Para llegar a eso, Sagasti pasa sus días anotando historias y anécdotas en cuadernos o en la computadora, y en algún momento, luego, sabe que tiene algo mayor. “Nunca me doy cuenta cuando empiezo a escribir un libro”, me dice.

Bentley, por ejemplo. Fue el primer hombre que fotografió un copo de nieve. Sagasti señala: “Al comprobar que no hubo ni habrá dos cristales iguales escribió: ‘Cuando un copo de nieve se fundía, el diseño se perdía para siempre. Toda esa belleza se fue, sin dejar ningún recuerdo’”. Hay poesía ahí, ¿o qué, si no?

Una de las fotos originales de Bentley.

Leer a Sagasti es una experiencia vibrante porque es sumergirse en un mar de preguntas por el sentido de todo. Y como esas preguntas a mí me importan, ahora subrayo Lenguas vivas y antes fui un fan de Bellas artes, del que Enrique Vila-Matas dijo: “Es un libro que explica cómo funciona el mundo. Bueno, Sagasti narra en un instante lo que en realidad es bien largo de contar. El libro es directamente genial”.

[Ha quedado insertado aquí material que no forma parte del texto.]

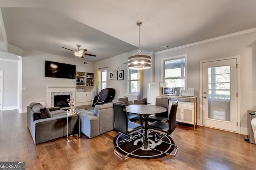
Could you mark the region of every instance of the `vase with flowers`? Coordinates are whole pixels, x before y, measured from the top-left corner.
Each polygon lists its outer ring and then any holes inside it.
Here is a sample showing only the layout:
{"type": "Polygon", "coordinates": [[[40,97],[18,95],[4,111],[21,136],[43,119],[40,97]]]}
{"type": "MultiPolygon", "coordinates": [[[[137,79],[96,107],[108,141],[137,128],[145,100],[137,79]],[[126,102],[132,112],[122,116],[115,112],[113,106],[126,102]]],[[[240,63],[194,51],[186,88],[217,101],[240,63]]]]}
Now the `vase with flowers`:
{"type": "Polygon", "coordinates": [[[70,109],[70,113],[74,114],[76,113],[76,109],[74,108],[74,105],[75,104],[75,98],[70,97],[70,99],[68,99],[67,100],[67,101],[68,102],[68,105],[71,107],[70,109]]]}

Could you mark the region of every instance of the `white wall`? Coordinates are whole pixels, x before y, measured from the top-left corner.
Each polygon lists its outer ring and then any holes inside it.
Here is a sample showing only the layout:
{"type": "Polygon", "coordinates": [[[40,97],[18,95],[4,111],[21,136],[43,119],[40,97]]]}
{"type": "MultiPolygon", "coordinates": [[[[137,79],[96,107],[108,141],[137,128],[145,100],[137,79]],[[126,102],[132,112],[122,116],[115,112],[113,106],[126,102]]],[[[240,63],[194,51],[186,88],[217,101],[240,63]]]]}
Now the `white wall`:
{"type": "MultiPolygon", "coordinates": [[[[106,68],[108,73],[109,71],[115,71],[118,67],[120,67],[120,70],[124,70],[124,80],[114,80],[107,79],[107,87],[113,88],[116,90],[116,94],[114,100],[117,100],[118,96],[128,96],[129,100],[134,101],[137,99],[136,95],[128,95],[127,94],[127,64],[125,64],[121,67],[122,64],[127,62],[127,59],[130,56],[133,55],[137,51],[137,50],[134,50],[128,53],[112,57],[103,60],[96,62],[95,67],[97,68],[100,68],[108,67],[106,68]]],[[[142,52],[145,55],[152,57],[152,54],[150,53],[142,50],[142,52]]],[[[144,71],[144,97],[147,96],[146,85],[148,82],[150,82],[152,80],[152,69],[149,69],[144,71]]],[[[115,73],[115,75],[116,76],[116,73],[115,73]]],[[[96,94],[96,95],[97,94],[96,94]]]]}
{"type": "MultiPolygon", "coordinates": [[[[46,102],[47,86],[76,86],[75,79],[63,79],[44,77],[45,60],[76,65],[77,71],[94,72],[94,62],[90,65],[84,64],[84,59],[76,59],[31,51],[24,51],[22,60],[22,91],[23,111],[32,102],[46,102]]],[[[91,87],[88,87],[91,88],[91,87]]],[[[49,107],[49,106],[46,106],[49,107]]]]}
{"type": "MultiPolygon", "coordinates": [[[[10,59],[8,54],[0,53],[0,70],[3,71],[3,110],[18,108],[18,65],[19,61],[10,59]],[[7,59],[4,59],[5,58],[7,59]]],[[[13,59],[12,58],[12,59],[13,59]]]]}
{"type": "MultiPolygon", "coordinates": [[[[247,110],[256,109],[256,32],[225,38],[174,51],[156,54],[156,67],[161,59],[187,54],[187,87],[200,97],[200,61],[240,55],[241,131],[247,129],[247,110]]],[[[156,69],[156,81],[161,81],[161,69],[156,69]],[[158,75],[158,76],[157,76],[158,75]]],[[[198,100],[199,101],[199,100],[198,100]]],[[[198,110],[198,111],[200,110],[198,110]]],[[[199,111],[198,118],[200,118],[199,111]]]]}

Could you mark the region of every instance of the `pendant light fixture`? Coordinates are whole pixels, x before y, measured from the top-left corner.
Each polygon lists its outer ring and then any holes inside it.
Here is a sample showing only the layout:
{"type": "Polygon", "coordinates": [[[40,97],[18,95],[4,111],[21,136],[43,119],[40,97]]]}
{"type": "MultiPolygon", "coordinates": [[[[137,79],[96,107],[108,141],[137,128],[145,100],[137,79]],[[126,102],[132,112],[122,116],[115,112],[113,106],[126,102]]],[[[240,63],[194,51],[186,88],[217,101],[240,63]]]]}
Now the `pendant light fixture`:
{"type": "Polygon", "coordinates": [[[128,58],[128,68],[133,70],[144,70],[151,68],[151,57],[144,54],[140,50],[140,26],[142,23],[137,22],[139,26],[139,49],[133,55],[128,58]]]}

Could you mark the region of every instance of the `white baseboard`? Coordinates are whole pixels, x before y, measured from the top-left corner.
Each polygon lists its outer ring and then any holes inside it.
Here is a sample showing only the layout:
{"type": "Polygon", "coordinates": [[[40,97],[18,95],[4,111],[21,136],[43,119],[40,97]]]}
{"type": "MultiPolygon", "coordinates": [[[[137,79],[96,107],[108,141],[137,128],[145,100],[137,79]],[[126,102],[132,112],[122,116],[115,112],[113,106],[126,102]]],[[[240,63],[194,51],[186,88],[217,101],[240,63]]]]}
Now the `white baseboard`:
{"type": "Polygon", "coordinates": [[[26,109],[19,109],[19,113],[26,113],[27,110],[28,110],[26,109]]]}
{"type": "Polygon", "coordinates": [[[8,107],[3,107],[3,111],[10,111],[11,110],[18,109],[18,106],[9,106],[8,107]]]}
{"type": "Polygon", "coordinates": [[[241,131],[240,134],[244,134],[247,135],[247,128],[241,127],[240,128],[241,131]]]}

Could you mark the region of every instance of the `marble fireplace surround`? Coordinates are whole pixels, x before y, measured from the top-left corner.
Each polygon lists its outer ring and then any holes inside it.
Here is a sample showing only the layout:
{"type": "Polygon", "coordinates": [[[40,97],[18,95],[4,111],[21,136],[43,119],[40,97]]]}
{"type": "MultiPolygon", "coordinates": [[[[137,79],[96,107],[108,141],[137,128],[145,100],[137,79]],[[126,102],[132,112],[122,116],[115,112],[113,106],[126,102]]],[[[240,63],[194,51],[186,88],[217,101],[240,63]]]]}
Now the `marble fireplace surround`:
{"type": "Polygon", "coordinates": [[[54,96],[58,95],[70,95],[70,97],[75,97],[76,87],[47,86],[46,107],[53,107],[54,96]]]}

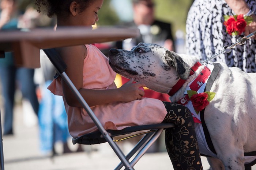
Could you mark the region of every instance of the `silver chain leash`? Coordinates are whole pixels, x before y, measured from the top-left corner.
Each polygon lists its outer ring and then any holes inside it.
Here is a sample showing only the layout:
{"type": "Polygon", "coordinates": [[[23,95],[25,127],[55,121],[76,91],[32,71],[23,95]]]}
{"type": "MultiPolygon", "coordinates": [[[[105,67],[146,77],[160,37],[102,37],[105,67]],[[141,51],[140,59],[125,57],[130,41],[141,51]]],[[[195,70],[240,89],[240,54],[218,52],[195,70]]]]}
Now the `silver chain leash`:
{"type": "Polygon", "coordinates": [[[221,54],[225,53],[225,52],[229,53],[231,52],[231,49],[234,48],[235,47],[238,45],[242,45],[245,43],[245,41],[248,39],[251,38],[254,35],[256,34],[256,31],[254,32],[250,33],[246,36],[243,37],[242,38],[239,38],[237,39],[236,43],[233,44],[231,46],[229,47],[228,46],[225,46],[223,47],[223,49],[216,54],[213,55],[211,57],[207,58],[202,62],[200,62],[202,64],[205,64],[208,63],[209,61],[212,60],[213,59],[215,59],[217,56],[221,54]]]}

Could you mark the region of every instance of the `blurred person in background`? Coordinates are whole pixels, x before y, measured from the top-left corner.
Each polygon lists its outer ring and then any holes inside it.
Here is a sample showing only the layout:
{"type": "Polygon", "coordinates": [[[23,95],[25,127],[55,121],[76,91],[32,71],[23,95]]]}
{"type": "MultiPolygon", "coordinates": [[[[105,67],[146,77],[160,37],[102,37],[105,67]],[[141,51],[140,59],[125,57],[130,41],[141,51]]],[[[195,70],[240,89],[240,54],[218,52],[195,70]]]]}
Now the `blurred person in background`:
{"type": "MultiPolygon", "coordinates": [[[[0,31],[18,29],[20,14],[17,3],[17,0],[1,0],[0,1],[0,31]]],[[[14,133],[13,111],[16,87],[20,88],[23,99],[29,101],[29,103],[31,103],[30,107],[33,107],[31,110],[37,115],[39,104],[33,79],[34,70],[16,67],[11,52],[5,53],[5,56],[4,58],[0,58],[0,81],[4,103],[3,135],[12,135],[14,133]],[[17,86],[16,82],[18,83],[17,86]]]]}
{"type": "MultiPolygon", "coordinates": [[[[19,20],[19,26],[23,28],[44,27],[55,29],[56,22],[56,18],[39,13],[29,5],[19,20]]],[[[71,141],[71,136],[62,98],[47,89],[56,74],[54,68],[42,50],[40,54],[41,67],[35,70],[35,80],[39,85],[37,91],[41,97],[38,112],[40,151],[44,154],[53,156],[71,153],[68,141],[71,141]]],[[[81,146],[78,147],[78,151],[82,151],[81,146]]]]}
{"type": "MultiPolygon", "coordinates": [[[[155,19],[155,5],[153,0],[132,0],[133,21],[124,25],[129,27],[137,27],[140,30],[140,35],[135,38],[117,42],[116,48],[130,50],[133,46],[143,42],[158,44],[169,50],[175,51],[172,25],[169,23],[155,19]]],[[[121,86],[128,80],[117,75],[115,82],[118,86],[121,86]]],[[[144,97],[162,101],[170,101],[167,94],[158,93],[147,88],[145,89],[144,97]]]]}
{"type": "MultiPolygon", "coordinates": [[[[255,0],[195,0],[187,21],[186,53],[199,56],[203,60],[220,51],[225,46],[231,46],[240,37],[256,30],[255,12],[255,0]],[[247,16],[251,17],[252,22],[244,30],[240,30],[242,31],[228,32],[224,24],[224,16],[240,15],[242,15],[240,21],[247,16]]],[[[255,72],[256,40],[255,36],[245,44],[236,46],[231,52],[221,54],[210,62],[223,63],[228,67],[238,67],[246,72],[255,72]]]]}

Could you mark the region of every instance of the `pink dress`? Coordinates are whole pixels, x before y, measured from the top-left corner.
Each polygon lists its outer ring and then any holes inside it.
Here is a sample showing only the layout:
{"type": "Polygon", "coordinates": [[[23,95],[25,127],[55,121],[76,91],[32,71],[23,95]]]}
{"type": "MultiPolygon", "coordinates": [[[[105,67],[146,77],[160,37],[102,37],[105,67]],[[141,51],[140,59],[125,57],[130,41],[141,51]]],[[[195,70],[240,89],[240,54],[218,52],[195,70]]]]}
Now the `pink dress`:
{"type": "MultiPolygon", "coordinates": [[[[94,46],[85,46],[88,52],[84,60],[83,88],[96,90],[116,88],[114,82],[116,74],[109,64],[108,59],[94,46]]],[[[63,96],[61,79],[54,80],[48,88],[54,95],[63,96]]],[[[84,108],[70,106],[63,98],[69,133],[73,138],[97,130],[84,108]]],[[[167,113],[161,101],[149,98],[98,105],[91,108],[103,126],[112,130],[160,123],[167,113]]]]}

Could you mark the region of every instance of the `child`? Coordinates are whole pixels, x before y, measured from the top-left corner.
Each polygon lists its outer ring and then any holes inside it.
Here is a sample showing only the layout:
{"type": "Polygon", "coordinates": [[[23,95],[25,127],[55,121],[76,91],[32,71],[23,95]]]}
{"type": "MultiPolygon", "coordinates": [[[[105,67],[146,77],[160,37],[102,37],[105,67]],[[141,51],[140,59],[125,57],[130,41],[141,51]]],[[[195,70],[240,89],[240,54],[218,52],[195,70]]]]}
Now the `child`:
{"type": "MultiPolygon", "coordinates": [[[[56,31],[61,26],[91,27],[99,18],[103,0],[36,0],[40,12],[46,8],[49,17],[56,15],[56,31]]],[[[131,80],[120,88],[114,82],[116,73],[108,59],[95,46],[81,45],[59,48],[67,65],[66,73],[103,127],[121,130],[126,127],[162,123],[176,127],[166,130],[167,151],[175,169],[203,169],[193,122],[186,107],[159,100],[143,98],[144,84],[131,80]]],[[[97,128],[72,92],[60,78],[48,87],[63,96],[69,130],[74,138],[95,131],[97,128]]]]}

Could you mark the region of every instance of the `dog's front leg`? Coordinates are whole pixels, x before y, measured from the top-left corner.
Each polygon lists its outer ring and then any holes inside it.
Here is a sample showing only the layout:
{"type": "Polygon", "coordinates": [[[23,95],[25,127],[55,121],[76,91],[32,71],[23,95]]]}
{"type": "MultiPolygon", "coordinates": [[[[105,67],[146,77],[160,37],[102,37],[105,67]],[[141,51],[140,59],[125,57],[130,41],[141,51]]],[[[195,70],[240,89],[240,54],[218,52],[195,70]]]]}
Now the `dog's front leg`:
{"type": "Polygon", "coordinates": [[[224,170],[225,168],[221,161],[213,157],[207,157],[207,160],[211,166],[211,170],[224,170]]]}

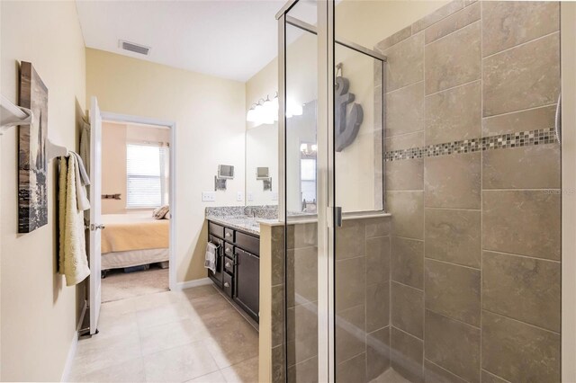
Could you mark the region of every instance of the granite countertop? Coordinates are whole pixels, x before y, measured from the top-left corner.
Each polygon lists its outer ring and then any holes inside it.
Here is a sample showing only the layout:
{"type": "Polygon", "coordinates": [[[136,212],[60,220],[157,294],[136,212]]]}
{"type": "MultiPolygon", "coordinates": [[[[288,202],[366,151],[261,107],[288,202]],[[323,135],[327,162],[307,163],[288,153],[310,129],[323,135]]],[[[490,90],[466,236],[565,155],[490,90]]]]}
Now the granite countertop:
{"type": "Polygon", "coordinates": [[[259,218],[249,216],[207,216],[209,221],[247,233],[260,236],[260,223],[275,223],[278,219],[259,218]]]}

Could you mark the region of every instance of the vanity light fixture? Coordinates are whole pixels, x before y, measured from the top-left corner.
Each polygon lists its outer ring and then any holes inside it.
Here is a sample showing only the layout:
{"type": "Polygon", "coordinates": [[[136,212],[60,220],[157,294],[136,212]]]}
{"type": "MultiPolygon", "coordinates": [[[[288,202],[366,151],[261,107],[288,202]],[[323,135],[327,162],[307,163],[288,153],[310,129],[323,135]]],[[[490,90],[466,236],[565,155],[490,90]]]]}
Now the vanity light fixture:
{"type": "MultiPolygon", "coordinates": [[[[286,102],[286,118],[290,119],[292,116],[302,116],[303,113],[302,105],[294,102],[293,100],[288,100],[286,102]]],[[[257,102],[253,103],[250,109],[246,113],[246,120],[248,122],[254,122],[254,127],[260,126],[262,124],[273,124],[278,120],[278,93],[270,99],[270,96],[266,94],[266,100],[261,98],[257,102]]]]}

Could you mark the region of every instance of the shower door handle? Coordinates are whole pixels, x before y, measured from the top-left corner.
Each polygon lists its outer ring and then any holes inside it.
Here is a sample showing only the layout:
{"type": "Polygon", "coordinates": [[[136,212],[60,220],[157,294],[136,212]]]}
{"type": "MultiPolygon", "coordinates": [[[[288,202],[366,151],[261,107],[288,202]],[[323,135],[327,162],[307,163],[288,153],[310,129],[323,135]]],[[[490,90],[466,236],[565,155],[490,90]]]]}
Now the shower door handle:
{"type": "Polygon", "coordinates": [[[337,227],[342,227],[342,207],[334,208],[334,223],[337,227]]]}
{"type": "Polygon", "coordinates": [[[558,95],[558,103],[556,103],[554,131],[556,132],[556,140],[558,140],[559,144],[562,144],[562,94],[558,95]]]}

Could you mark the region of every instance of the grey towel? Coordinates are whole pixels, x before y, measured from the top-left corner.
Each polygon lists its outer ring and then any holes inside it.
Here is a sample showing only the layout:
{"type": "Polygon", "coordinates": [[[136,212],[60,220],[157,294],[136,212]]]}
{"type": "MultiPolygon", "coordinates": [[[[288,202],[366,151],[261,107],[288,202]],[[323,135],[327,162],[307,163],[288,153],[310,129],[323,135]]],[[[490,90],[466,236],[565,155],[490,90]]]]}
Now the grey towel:
{"type": "Polygon", "coordinates": [[[74,156],[76,157],[76,162],[78,163],[78,171],[80,172],[80,181],[84,186],[87,186],[90,184],[90,177],[88,177],[88,174],[86,173],[86,168],[84,166],[84,161],[82,161],[82,157],[76,152],[68,152],[70,156],[74,156]]]}
{"type": "Polygon", "coordinates": [[[212,270],[212,272],[216,272],[216,251],[218,246],[212,242],[209,242],[206,245],[206,260],[204,261],[204,267],[212,270]]]}

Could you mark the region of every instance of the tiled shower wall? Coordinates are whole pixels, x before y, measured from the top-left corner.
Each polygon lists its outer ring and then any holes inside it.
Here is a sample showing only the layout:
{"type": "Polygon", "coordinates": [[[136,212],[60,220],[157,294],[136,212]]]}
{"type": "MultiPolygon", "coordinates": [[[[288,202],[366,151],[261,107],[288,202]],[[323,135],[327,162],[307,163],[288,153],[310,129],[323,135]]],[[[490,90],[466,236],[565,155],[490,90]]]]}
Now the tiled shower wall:
{"type": "Polygon", "coordinates": [[[560,381],[559,13],[454,1],[376,46],[390,359],[410,381],[560,381]]]}

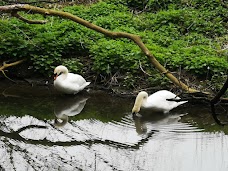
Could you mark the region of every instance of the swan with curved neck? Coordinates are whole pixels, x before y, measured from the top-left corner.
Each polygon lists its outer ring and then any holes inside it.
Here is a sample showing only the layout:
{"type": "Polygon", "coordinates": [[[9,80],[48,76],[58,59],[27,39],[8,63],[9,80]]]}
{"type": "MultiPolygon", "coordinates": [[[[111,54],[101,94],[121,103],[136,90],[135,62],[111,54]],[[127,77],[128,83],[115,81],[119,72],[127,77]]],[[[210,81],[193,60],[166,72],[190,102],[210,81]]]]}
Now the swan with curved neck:
{"type": "Polygon", "coordinates": [[[169,101],[167,99],[180,100],[175,94],[167,90],[160,90],[154,94],[148,96],[145,91],[140,92],[136,99],[134,107],[132,108],[132,114],[136,114],[142,108],[148,108],[153,111],[168,113],[170,110],[177,106],[186,103],[187,101],[169,101]]]}
{"type": "Polygon", "coordinates": [[[57,66],[54,74],[54,87],[66,94],[77,94],[90,84],[81,75],[69,73],[63,65],[57,66]]]}

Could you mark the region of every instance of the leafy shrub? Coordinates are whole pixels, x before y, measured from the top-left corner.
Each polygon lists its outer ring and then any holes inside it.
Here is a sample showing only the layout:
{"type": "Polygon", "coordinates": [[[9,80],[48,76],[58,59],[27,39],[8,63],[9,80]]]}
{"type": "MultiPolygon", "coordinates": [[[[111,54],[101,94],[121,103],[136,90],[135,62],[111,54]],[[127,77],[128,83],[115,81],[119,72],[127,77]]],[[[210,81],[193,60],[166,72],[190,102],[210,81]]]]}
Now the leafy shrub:
{"type": "MultiPolygon", "coordinates": [[[[227,9],[219,1],[114,0],[62,10],[108,30],[140,35],[151,53],[169,70],[182,67],[199,76],[208,70],[212,76],[227,71],[226,54],[218,52],[222,44],[218,40],[227,34],[227,9]],[[134,5],[133,8],[146,8],[147,12],[135,15],[131,11],[134,5]]],[[[59,64],[80,73],[86,69],[106,75],[120,72],[127,86],[132,86],[133,78],[142,74],[140,61],[144,70],[155,76],[148,78],[150,85],[166,82],[155,74],[148,59],[130,40],[113,40],[59,17],[22,15],[49,22],[29,25],[3,17],[0,20],[1,60],[30,59],[36,71],[45,76],[50,76],[59,64]],[[91,66],[83,58],[90,60],[91,66]]]]}

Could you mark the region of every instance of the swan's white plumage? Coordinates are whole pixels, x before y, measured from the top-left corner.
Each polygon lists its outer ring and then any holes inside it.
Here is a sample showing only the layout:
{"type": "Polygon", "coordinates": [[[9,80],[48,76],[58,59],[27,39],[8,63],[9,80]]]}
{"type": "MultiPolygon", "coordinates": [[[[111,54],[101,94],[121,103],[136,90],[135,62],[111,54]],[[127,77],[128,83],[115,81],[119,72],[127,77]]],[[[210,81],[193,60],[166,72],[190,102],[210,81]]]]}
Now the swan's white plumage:
{"type": "Polygon", "coordinates": [[[136,97],[135,104],[132,109],[132,113],[138,113],[141,107],[149,108],[153,111],[168,113],[170,110],[187,102],[187,101],[180,101],[180,102],[168,101],[167,99],[179,100],[180,97],[177,97],[175,94],[167,90],[157,91],[150,96],[148,96],[147,92],[142,91],[136,97]]]}
{"type": "Polygon", "coordinates": [[[57,75],[54,80],[55,88],[66,94],[76,94],[90,84],[81,75],[68,73],[68,69],[62,65],[55,68],[54,74],[57,75]]]}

Sagasti nació en Bahía Blanca, en 1963. Es profesor de Historia (tiene alumnos universitarios y alumnos de 12 años), jugó mucho tiempo al basket, practica tai chi, es crítico de arte y a veces medita sobre lo que va a escribir en la playa de Monte Hermoso, adonde llega con el mate y un cuaderno para tomar nota mientras el sol se pone en el mar. Publicó mucho; hace poco ganó el Segundo Premio Nacional de Literatura por la novela Una ofrenda musical (también de Eterna Cadencia).

El tema subyacente en su nuevo libro es el lenguaje y el destino de las lenguas. “El lenguaje es una parte de nuestro organismo”, escribió Wittgenstein. Sagasti lo citó. Y yo lo subrayé.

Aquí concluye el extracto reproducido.